肥満を伴う2型糖尿病患者では、糖尿病を発症してから6年以内であれば、食事療法と運動療法を徹底させれば、糖尿病を完治できる可能性があることが、英国の「DiRECT」研究で明らかになった。
体重コントロールに着目した新しいアプローチ
生活スタイルを改善し、食事療法と運動療法をしっかり行い、体重をコントロールすることで、2型糖尿病の人の半分近くは、事実上「糖尿病を完治した」状態を維持できることが、英国で実施されている「DiRECT」(糖尿病を寛解するための臨床試験)で明らかになった。
やり遂げると薬物療法を完全にやめられる、もしくは量を減らすこともできるという。詳細は医学誌「Cell Metabolism」に掲載された。
「DiRECT」研究は、英国のニューキャッスル大学のロイ テイラー教授とグラスゴー大学のマイク リーン教授に率いられ実施されている。2型糖尿病患者298人が参加し、体重コントロールに着目した新しいアプローチにより、2型糖尿病をどれだけ改善できるかを調べている。
介入プログラムに参加した患者は、徹底した低カロリー食を続け、ウォーキングなどの運動を毎日行い、専門のスタッフによるストレスへの対処や睡眠などについてのアドバイスを受けている。
2型糖尿病の多くで、膵臓は血糖値を調整するホルモンであるインスリンを十分に産生できなくなる。肥満のある人の多くが、体重を減らし肥満を解消することで、糖尿病を発症する前の状態に戻せることが判明した。
関連情報
β細胞を「再起動」 糖尿病から離脱
研究で得られた知見は、「糖尿病を一度発症すると、生涯にわたり"治った"と同じ状態を維持できても、完治することはない」という従来の定説を覆すものだ。
「2型糖尿病の早期治療では、薬物療法を開始するとともに、食事や運動などの生活習慣の改善が指導されていますが、現実には医療現場は多忙であり、生活習慣の指導は控えめに行われている傾向があります」と、テイラー教授は言う。
高カロリーの食事や運動不足が原因で、肝臓に脂肪が過剰に蓄積されると、インスリンへの体の反応が鈍くなり、膵臓でインスリンが過剰に生成されるようになる。
そうなると、全身に脂肪がたまりやすくなり、さらにインスリンが分泌されるという悪循環に陥る。やがて、インスリンを産生するβ細胞は疲弊し機能が低下され、結果として血糖値が高くなる。
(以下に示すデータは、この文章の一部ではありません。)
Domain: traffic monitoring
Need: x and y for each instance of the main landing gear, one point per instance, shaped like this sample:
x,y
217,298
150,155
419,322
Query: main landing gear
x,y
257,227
「肥満のある人では、生活スタイルの改善をしっかりと行い、体重を適正にコントロールすることで、β細胞を"再起動"できます。インスリン分泌が残存している2型糖尿病患者は、適度な体重減少によりβ細胞を"再生"でき、血糖コントロールが改善した結果、糖尿病から離脱できることが示されました」と、テイラー教授は言う。
12ヵ月の強化療法でβ細胞が正常化

食後のインスリン分泌に差が

内臓に脂肪が蓄積された状態は危険
「体重が標準体重を超える肥満の人にとって、減量がいかに重要であるかが示されました。特に内臓に脂肪が蓄積された状態は危険です」と、テイラー教授は述べている。
「糖尿病のある人にとって、これはとても勇気づけられる良い知らせです。生活スタイルの改善は、誰もが手を延ばせる実行可能なツールなのです」。
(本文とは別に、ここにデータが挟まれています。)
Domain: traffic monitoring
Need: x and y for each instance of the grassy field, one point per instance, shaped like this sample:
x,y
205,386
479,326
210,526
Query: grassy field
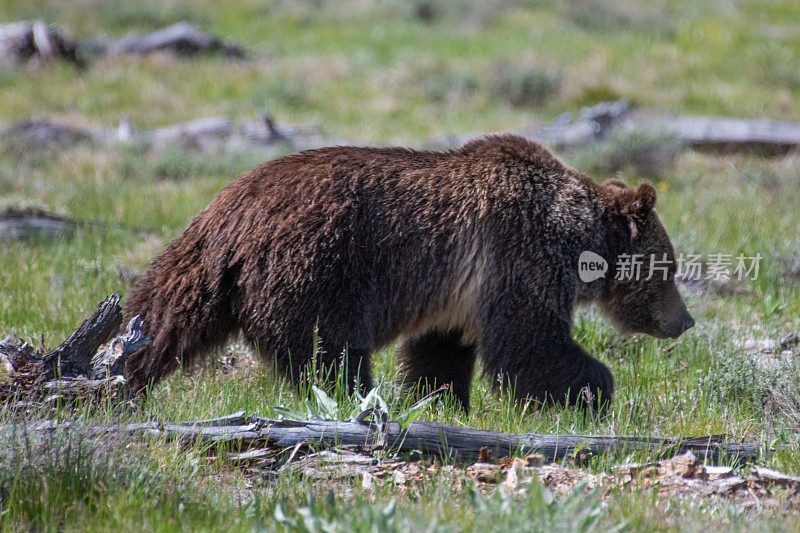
x,y
401,73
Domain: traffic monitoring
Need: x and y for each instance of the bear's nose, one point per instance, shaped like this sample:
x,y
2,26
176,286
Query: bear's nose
x,y
688,321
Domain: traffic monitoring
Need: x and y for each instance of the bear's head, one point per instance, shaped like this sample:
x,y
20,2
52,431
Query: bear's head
x,y
641,299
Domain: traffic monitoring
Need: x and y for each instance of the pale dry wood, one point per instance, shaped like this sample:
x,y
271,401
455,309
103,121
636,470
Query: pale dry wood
x,y
428,438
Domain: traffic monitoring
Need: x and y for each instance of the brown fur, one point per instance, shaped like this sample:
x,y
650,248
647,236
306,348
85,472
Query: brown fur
x,y
467,253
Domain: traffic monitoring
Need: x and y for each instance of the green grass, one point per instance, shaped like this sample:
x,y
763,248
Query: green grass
x,y
378,72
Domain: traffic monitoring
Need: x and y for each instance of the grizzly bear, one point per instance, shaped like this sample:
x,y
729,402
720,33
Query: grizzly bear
x,y
463,254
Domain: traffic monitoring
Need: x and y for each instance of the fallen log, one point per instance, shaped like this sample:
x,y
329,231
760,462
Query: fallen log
x,y
713,133
18,223
85,364
182,39
429,438
35,42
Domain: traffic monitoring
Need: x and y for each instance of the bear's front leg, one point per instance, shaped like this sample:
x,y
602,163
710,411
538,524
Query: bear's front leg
x,y
538,360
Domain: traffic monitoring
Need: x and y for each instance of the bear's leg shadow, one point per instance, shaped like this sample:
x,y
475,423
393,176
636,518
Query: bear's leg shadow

「DiRECT」研究が開始されてから1年しか経っておらず、2年目以降の成果に期待しているという。研究グループは、2型糖尿病から離脱できなかった人では、何が障害になっているかを、遺伝子レベルで解明することを目指している。
研究グループは、糖尿病発症の根底にある膵臓のβ細胞の機能の変化を評価しアルゴリズムを適用し、効果的な治療を行えるようにすることを目指している。インスリンを分泌するβ細胞がどれだけ機能しているかを調べ階層化し、新たに開発した治療法を適用することを計画している。
'Rebooting' insulin-producing cells key to Type 2 diabetes remission(ニューカッスル大学 2018年8月2日)Why weight loss produces remission of type 2 diabetes in some patients(Cell Press 2018年8月2日)
Remission of Human Type 2 Diabetes Requires Decrease in Liver and Pancreas Fat Content but Is Dependent upon Capacity for β Cell Recovery(Cell Metabolism 2018年8月2日)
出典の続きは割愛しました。